Le grand poney alezan aux allures d'étalon parfait fait ses premiers pas dans la carrière. Plus ils avancent, plus mes yeux deviennent grands. Lou se lève sans pertinence et me tire le bras, mais je reste plantée sur mon siège. Toutes les tribunes se mettent à l'encourager, beaucoup devraient se demander pourquoi un couple tel mérite avant son passage ce genre d'acclamation, mais pas les gens du coin. Elle est très connue, la raison s'explique par la taille des obstacles: c'est la Amateur 1. Pauline était mon amie, la meilleure de mes amies d'ailleurs. En un an, elle a beaucoup évolué, nous partions en concours ensemble. Ensemble, on se faisait la réputation de sortir de l'épreuve sur le podium, de redoutables adversaires. Je ne pourrais énumérer le nombre de compétions auxquelles elle a été sur les premières marches en ma compagnie. Quand une jument de nos deux couples ne s'est jamais relevée, j'ai coupé les ponts, et je sais que je lui ai fais très mal. Je ne l'ai plus suivie, pas même de loin. Son niveau est bien plus haut que la dernière fois que je l'ai vue. Elle venait d'ailleurs de sortir de la carrière que c'était à mon tour, pour mon dernier parcours, avec Scoub. Elle aurait aussi dû gagner cette épreuve, mais elle a été annulée, comme tout le concours. 

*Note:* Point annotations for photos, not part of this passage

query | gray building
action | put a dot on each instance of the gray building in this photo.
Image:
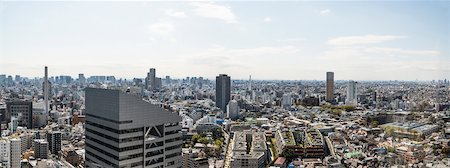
(54, 142)
(22, 111)
(223, 91)
(249, 150)
(122, 130)
(40, 148)
(150, 80)
(330, 86)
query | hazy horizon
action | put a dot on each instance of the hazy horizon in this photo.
(376, 41)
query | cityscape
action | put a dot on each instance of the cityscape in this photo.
(369, 101)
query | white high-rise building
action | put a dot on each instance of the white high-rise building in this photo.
(5, 152)
(286, 101)
(351, 94)
(16, 154)
(233, 110)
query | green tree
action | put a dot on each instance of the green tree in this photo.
(203, 140)
(218, 143)
(195, 138)
(374, 123)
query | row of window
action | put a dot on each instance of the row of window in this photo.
(126, 131)
(131, 139)
(99, 158)
(154, 144)
(152, 162)
(123, 149)
(109, 120)
(173, 147)
(173, 132)
(173, 155)
(173, 139)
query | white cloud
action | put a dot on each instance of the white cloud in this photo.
(214, 11)
(162, 28)
(325, 12)
(176, 14)
(399, 51)
(366, 39)
(293, 40)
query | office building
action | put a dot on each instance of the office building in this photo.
(330, 87)
(308, 143)
(193, 158)
(233, 110)
(81, 79)
(40, 148)
(16, 154)
(223, 91)
(286, 101)
(249, 150)
(5, 152)
(351, 93)
(54, 142)
(150, 80)
(46, 90)
(22, 111)
(123, 130)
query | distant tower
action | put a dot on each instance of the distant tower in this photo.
(351, 93)
(250, 83)
(233, 110)
(46, 90)
(151, 79)
(330, 86)
(81, 79)
(223, 91)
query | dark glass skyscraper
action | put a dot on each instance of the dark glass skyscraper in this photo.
(123, 130)
(223, 91)
(330, 86)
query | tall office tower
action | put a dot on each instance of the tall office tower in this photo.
(158, 83)
(286, 101)
(54, 142)
(223, 91)
(351, 94)
(5, 152)
(330, 86)
(122, 130)
(16, 154)
(22, 111)
(46, 90)
(168, 80)
(40, 148)
(250, 83)
(233, 110)
(151, 79)
(81, 79)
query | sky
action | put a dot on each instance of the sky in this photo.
(268, 40)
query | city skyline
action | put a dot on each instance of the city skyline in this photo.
(358, 41)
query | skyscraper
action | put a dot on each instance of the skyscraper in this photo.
(233, 110)
(22, 111)
(54, 142)
(330, 86)
(40, 148)
(122, 130)
(46, 90)
(223, 91)
(351, 93)
(15, 152)
(150, 81)
(81, 79)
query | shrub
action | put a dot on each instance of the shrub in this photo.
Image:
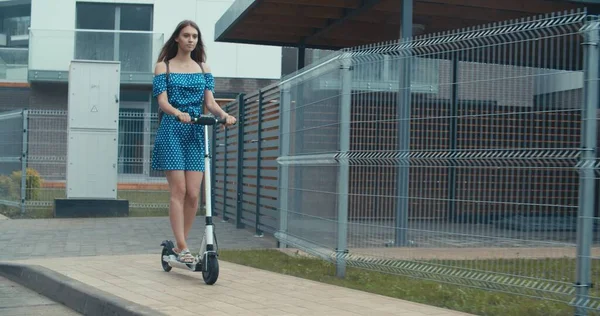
(8, 189)
(33, 182)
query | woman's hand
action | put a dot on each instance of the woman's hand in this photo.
(229, 120)
(184, 117)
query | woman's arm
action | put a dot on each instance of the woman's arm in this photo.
(211, 103)
(160, 91)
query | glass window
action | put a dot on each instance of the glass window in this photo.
(136, 17)
(95, 16)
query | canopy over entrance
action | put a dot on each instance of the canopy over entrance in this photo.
(335, 24)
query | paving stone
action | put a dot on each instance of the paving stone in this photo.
(25, 238)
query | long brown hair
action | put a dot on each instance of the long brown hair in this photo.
(170, 48)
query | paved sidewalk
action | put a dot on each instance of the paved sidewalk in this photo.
(240, 290)
(16, 300)
(42, 238)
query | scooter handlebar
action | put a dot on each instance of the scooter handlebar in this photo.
(206, 120)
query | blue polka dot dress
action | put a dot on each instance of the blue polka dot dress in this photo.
(180, 146)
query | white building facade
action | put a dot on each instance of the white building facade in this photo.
(39, 38)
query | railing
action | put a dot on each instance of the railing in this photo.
(13, 64)
(35, 141)
(245, 176)
(53, 50)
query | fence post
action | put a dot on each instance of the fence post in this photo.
(240, 161)
(24, 155)
(284, 170)
(259, 232)
(225, 219)
(404, 108)
(343, 175)
(213, 162)
(585, 223)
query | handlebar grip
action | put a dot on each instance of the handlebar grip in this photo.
(206, 120)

- Purée, mais tu vas être dans la lune toute la journée ou ça se passe comment?

Je sens la patience perdre Lou, et sans même quitter le couple de yeux, je sais qu'elle me tire plus fort et me lance des regards furieux. C'est alors que la colère prend place dans mon crâne, elle me fait réagir d'une manière qui n'est pas dans ma nature de faire. Je donne un violent coup pour dégager ma main de la sienne et m'en sers pour supporter ma mâchoire, du côté libre. Elle enchaîne les obstacles comme si ils mesuraient trente centimètres, elle est en au septième. Les postérieurs d'Aquario se posent sur le sol derrière la grosse combinaison qu'il vient de survoler sans toucher la barre, et repartent aussitôt. Je suis prise d'un vertige, une question se pose comme si j'étais obligée d'y faire face un jour.

Serais-je capable de contrôler mes émotions face à l'obstacle numéro cinq?